On this Wednesday, April 15, it will be one hundred fifty five years since Abraham Lincoln was murdered. Six days before that, April 9, 1865, the surrender at Appomattox brought an end to the hostilities of the American Civil War. Nearly as many died in captivity in that conflict as were killed in the whole of the Vietnam War. Hundreds of thousands died of disease. Around two percent of the population, an estimated 620,000, lost their lives in the line of duty. Taken as a percentage of today’s population, the toll would have risen as high as six million citizens.
Anyone can look these dates and statistics up, if they even need to. They are part of our nation’s narrative, as is President Lincoln’s second inaugural address, given on March 4, six weeks before he was gunned down. Yesterday I came face to face with a few lines from the speech, the shortest in history at 703 words.
“With malice toward none,” he said, “with charity for all…to bind up the nation’s wounds…to do all which may achieve a just, and a lasting, peace among ourselves, and with all nations.
It is for us the living, rather, to be dedicated to the unfinished work…that this nation…shall have a new birth of freedom; and that government of the people, by the people, and for the people, shall not perish from the earth”.
I found myself openly and unexpectedly weeping. I was surprised at my tears because I know the words so well, like most Americans, and have never had that reaction, unlike at the end of Field of Dreams. I hear “Hey, dad, want to have a catch?” and I expect to choke up, every time. I don’t expect that reading Lincoln’s second inaugural. “Oh, yeah, great, cool, got it, thanks, Mr. Lincoln, Wise words, those.”

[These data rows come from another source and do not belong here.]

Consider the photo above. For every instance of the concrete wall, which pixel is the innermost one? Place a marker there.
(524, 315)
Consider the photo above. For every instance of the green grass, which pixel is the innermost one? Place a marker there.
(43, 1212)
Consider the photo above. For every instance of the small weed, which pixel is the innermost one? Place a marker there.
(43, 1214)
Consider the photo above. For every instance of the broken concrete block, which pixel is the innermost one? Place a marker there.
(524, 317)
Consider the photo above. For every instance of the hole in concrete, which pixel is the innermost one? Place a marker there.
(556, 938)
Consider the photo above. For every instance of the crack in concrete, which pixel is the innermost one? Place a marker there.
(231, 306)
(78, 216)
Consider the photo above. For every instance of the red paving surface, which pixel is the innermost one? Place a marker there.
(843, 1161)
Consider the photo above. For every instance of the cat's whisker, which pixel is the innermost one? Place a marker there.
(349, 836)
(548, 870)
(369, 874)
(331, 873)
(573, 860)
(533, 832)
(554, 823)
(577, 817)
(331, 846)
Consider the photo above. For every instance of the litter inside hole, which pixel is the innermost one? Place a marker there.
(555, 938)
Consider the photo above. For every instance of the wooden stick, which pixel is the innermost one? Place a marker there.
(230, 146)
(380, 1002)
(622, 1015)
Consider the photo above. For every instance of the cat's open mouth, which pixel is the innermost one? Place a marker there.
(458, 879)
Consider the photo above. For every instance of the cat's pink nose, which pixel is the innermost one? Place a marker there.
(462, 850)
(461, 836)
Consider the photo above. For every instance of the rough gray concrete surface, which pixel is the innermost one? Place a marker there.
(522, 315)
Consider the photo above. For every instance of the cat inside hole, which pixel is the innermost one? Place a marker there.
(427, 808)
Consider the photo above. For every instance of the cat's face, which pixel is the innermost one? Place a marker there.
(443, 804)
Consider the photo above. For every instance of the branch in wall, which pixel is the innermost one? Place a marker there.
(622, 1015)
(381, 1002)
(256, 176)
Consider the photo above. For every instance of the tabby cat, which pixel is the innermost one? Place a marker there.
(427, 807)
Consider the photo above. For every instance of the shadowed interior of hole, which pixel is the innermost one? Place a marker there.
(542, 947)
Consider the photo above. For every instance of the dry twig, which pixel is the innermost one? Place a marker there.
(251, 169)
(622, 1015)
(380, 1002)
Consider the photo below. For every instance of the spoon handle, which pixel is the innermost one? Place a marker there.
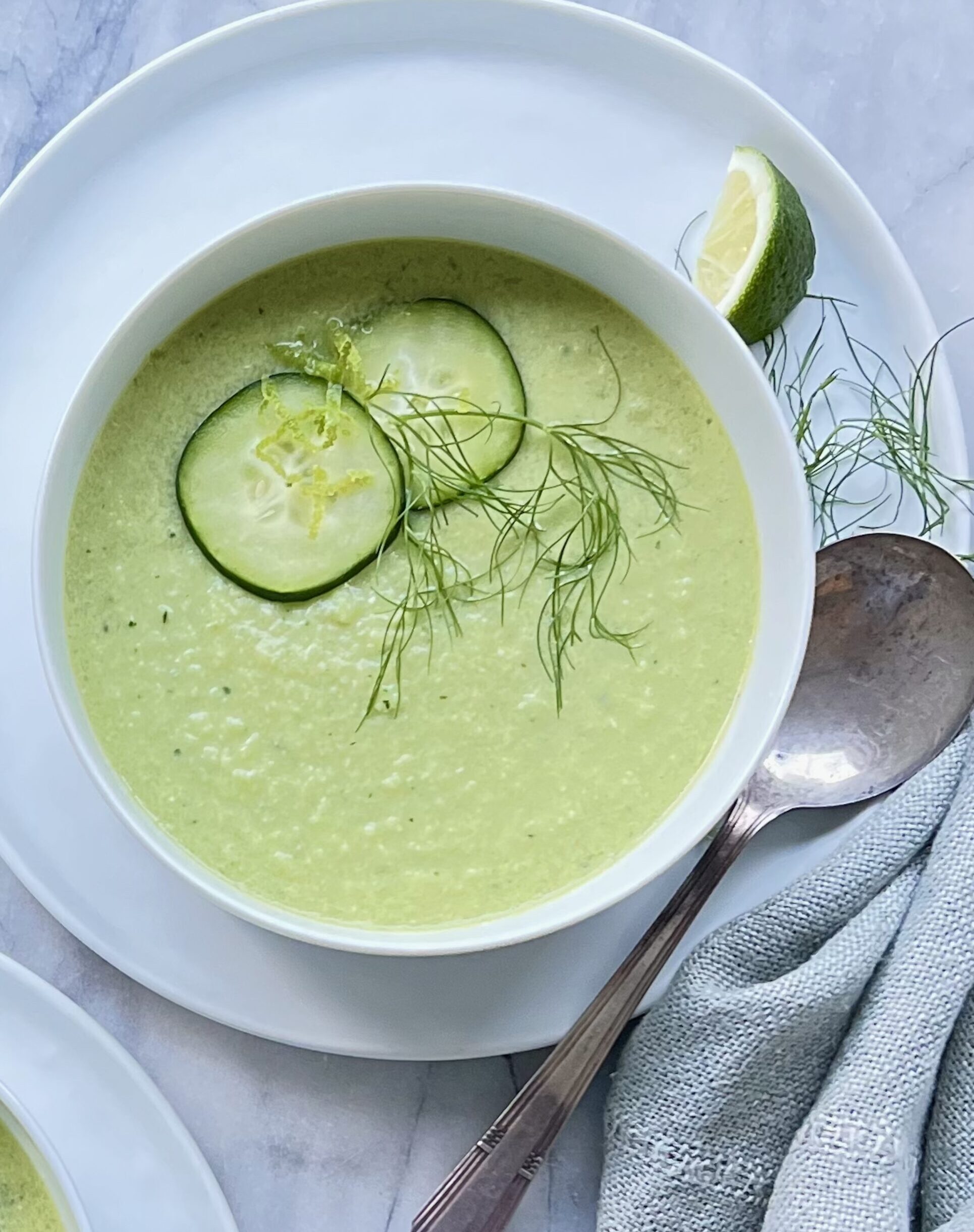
(484, 1189)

Why yesterday? Why the tears? It was like pointing the temperature gun at my own forehead every morning these days before I am allowed to work and having someone else witness it. Or how Bob Dylan sang about being given a book of poems by an Italian poet of the fifteenth century.
And every one of them words rang true
And glowed like burning coal
Pouring off of every page.
How far I am, I thought, from “Malice toward none,” how far from “charity for all.” If anyone could read my heart and soul, they’d see. Oh, sure, I write this biweekly blog post, but I still harbor deep resentments and have no tolerance for certain opinions and beliefs. Have I learned nothing?
In my unguarded moments, which I suspect other Americans are also having, I find myself longing for the nation’s wounds to be healed and for that new birth of freedom. Yet, I question my willingness to be dedicated to the unfinished work, as he challenged us. Maybe I don’t have the chops to spin this into gold.
For today, I will take Pema Chodrön’s advice with me. “Compassionate action starts with seeing yourself when you start to make yourself right and when you start to make yourself wrong. At that point you could just contemplate the fact that there is a larger alternative to either of those, a more tender, shaky kind of place where you could live.”